Created attachment 1650414 [details] 2nd-run-engine-hosted-engine-01_ovirt-engine-logs
NPE is different issue, but original problem is still there, we have verified that 4.4.0-13 includes https://gerrit.ovirt.org/105707 so there is some other process who attempts to start vdsm after we have stopped in host-deploy and systemd reported this stop as cancelled
A quick look at 'journalctl_errors.log' shows that the issue of constantly-crashing 'ovirt-ha-broker' is still here: Dec 23 07:51:48 lynx02.lab.eng.tlv2.redhat.com ovirt-ha-broker[31536]: ovirt-ha-broker ovirt_hosted_engine_ha.broker.broker.Broker ERROR Traceback (most recent call last): File "/usr/lib/python3.6/site-packages/ovirt_hosted_engine_ha/broker/broker.py", line 64, in run self._storage_broker_instance = self._get_storage_broker() File "/usr/lib/python3.6/site-packages/ovirt_hosted_engine_ha/broker/broker.py", line 143, in _get_storage_broker return storage_broker.StorageBroker() File "/usr/lib/python3.6/site-packages/ovirt_hosted_engine_ha/broker/storage_broker.py", line 80, in __init__ raise_on_none=True), File "/usr/lib/python3.6/site-packages/ovirt_hosted_engine_ha/env/config.py", line 87, in get "'{0} can't be '{1}'".format(key, val) ValueError: 'metadata_image_UUID can't be 'None' Since 'ovirt-ha-agent.service' depends on 'ovirt-ha-broker.service' and 'vdsmd.service' this might be the cause of the vdsm's stopping failure.

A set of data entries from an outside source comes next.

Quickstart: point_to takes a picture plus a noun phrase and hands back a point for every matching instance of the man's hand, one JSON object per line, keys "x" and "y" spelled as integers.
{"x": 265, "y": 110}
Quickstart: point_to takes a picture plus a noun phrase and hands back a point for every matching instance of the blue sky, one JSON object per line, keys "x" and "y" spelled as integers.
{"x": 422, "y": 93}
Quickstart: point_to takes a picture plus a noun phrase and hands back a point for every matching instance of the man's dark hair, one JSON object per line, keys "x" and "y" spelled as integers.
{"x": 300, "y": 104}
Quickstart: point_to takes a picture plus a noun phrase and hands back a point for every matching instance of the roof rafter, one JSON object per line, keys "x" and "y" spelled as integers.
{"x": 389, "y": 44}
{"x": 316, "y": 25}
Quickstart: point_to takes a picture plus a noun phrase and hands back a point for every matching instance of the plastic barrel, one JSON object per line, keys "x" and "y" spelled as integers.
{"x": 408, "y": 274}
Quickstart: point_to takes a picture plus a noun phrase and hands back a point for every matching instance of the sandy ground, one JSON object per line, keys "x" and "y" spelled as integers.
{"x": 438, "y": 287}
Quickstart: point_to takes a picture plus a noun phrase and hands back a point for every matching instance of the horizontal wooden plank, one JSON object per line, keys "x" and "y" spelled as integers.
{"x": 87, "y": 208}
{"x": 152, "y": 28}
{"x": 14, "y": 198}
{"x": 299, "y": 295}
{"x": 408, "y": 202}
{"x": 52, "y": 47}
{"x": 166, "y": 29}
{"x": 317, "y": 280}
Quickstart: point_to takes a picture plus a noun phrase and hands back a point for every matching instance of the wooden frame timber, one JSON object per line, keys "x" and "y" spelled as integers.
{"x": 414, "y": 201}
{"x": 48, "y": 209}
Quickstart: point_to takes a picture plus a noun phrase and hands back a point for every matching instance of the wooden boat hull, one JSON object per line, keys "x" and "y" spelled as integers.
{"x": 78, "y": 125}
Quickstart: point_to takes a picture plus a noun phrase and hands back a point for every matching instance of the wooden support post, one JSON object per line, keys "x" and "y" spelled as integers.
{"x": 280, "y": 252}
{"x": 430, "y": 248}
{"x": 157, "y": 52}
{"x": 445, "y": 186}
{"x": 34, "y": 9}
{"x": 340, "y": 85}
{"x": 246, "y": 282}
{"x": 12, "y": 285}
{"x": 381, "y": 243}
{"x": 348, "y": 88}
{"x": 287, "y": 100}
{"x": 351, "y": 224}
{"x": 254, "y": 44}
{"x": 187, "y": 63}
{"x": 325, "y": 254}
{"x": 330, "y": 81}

This issue was reproduced again in 4.4.0-18.
Worked for me on fresh and clean environment, I successfully added secondary ha-host with no issues, deployment of HE 4.4 was performed on NFS. Tested on host with these components: rhvm-appliance.x86_64 2:4.4-20200326.0.el8ev ovirt-hosted-engine-setup-2.4.4-1.el8ev.noarch ovirt-hosted-engine-ha-2.4.2-1.el8ev.noarch Red Hat Enterprise Linux release 8.2 Beta (Ootpa) Linux 4.18.0-193.el8.x86_64 #1 SMP Fri Mar 27 14:35:58 UTC 2020 x86_64 x86_64 x86_64 GNU/Linux Engine: ovirt-engine-setup-base-4.4.0-0.26.master.el8ev.noarch ovirt-engine-4.4.0-0.26.master.el8ev.noarch openvswitch2.11-2.11.0-48.el8fdp.x86_64 Linux 4.18.0-192.el8.x86_64 #1 SMP Tue Mar 24 14:06:40 UTC 2020 x86_64 x86_64 x86_64 GNU/Linux Red Hat Enterprise Linux release 8.2 Beta (Ootpa)
This bugzilla is included in oVirt 4.4.0 release, published on May 20th 2020. Since the problem described in this bug report should be resolved in oVirt 4.4.0 release, it has been closed with a resolution of CURRENT RELEASE. If the solution does not work for you, please open a new bug report.